DISCLAIMER

Follow these instructions at your own risk. Though they have been tested by the authors, said authors and the Laboratory for Genomics and Bioinformatics take no responsibility for any damage or loss of data as a result of their use. All opinions expressed are those of the authors and not necessarily those of the University of Oklahoma Health Sciences Center. Use of this tutorial acknowledges your agreement with these terms.

 

 tutorial: setting up BLAST on OS X

This tutorial will guide you through every step necessary to setup and run BLASTs locally on your Mac using OS X. It assumes absolutely no knowledge of unix commands; any commands you need will be explained as we go.

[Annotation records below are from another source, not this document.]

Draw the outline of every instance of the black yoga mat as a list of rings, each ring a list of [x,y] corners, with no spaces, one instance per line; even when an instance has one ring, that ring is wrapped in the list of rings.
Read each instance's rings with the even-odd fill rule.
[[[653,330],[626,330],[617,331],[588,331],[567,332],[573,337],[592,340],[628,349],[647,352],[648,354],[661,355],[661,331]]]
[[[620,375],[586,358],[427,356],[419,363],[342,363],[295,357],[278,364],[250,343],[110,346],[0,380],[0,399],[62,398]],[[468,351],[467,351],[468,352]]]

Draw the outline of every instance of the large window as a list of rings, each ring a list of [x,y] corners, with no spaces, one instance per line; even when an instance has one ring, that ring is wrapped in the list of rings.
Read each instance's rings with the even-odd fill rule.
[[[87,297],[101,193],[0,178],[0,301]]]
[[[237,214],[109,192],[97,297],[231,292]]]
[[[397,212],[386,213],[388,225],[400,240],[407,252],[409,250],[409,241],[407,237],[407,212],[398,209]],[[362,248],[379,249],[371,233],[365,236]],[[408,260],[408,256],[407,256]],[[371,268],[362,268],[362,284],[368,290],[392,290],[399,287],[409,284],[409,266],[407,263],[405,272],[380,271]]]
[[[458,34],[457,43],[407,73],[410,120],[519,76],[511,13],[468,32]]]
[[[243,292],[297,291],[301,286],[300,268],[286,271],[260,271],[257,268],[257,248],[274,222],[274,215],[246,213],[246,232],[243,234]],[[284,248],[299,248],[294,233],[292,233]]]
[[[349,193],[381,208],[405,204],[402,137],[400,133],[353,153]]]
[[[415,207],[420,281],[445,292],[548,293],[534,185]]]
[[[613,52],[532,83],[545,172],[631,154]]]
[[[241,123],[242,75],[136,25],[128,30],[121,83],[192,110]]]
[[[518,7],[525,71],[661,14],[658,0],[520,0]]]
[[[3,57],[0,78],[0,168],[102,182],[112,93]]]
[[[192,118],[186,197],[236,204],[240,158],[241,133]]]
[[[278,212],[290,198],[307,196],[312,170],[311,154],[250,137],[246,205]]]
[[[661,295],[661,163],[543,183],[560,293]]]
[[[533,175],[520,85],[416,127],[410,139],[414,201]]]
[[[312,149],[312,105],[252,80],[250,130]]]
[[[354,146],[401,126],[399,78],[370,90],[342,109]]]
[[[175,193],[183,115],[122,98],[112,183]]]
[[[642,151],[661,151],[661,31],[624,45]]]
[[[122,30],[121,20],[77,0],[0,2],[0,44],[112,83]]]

note: This document was meant to gently take your hand and guide you through this process, explaining as much as possible. As such, it is a bit long and will perhaps be boring for seasoned *nix-users. Don't be intimidated by its length; once you've done this a few times the entire process takes less than two or three minutes to do. If you'd like something less verbose, see the README files in the BLAST distribution.

To start, open a Darwin command-line interface (aka terminal). This can be found under

Applications -> Utilities:


Figure 01. - OS X application window showing the Terminal icon

 

 opening a terminal


Figure 02. - A newly opened Terminal window
When you double-click on the picture that says "Terminal" beneath it, a window will open that looks like Figure 02.

For those of you new to Unix-based systems, this is known as the command-line or terminal window and is where most of the work gets done. When you use the terminal, you will mostly type commands with the keyboard rather than clicking on things with your mouse.

What you will see on the last line will be different than in Figure 2. This is because "dyer-g3-jo" is the name of my computer and "posidian" is my user name. When you open this window you will see your machine name and user name in place of these.

Remember, when I describe one of the many commands that we'll use during this tutorial, you can look at the associated figure and see that command typed and also how the computer responds it.

A quick note on how to enter commands you see in this tutorial: Each command will be listed out with a number in front of it. This number is not to be typed, it only exists so that we can reference the command like "command 7" or "commands 9-12" etc. Also, be sure to press the "return" or "enter" key after each command (depending on which your keyboard has). This will be labeled as "<return>". Don't actually type <return>, just remember to hit the return button. Also, be sure to enter spaces between words in a command when you see them in this tutorial, such as between the words "mkdir" and "blast" in command 1 below.


 

 first commands


Figure 03. - Terminal window showing output of commands 1-3.
When you open a new terminal window, as we just did, you will be in your home directory which, in OS X, is /Users/username , where you substitute "username" for whatever your username happens to be.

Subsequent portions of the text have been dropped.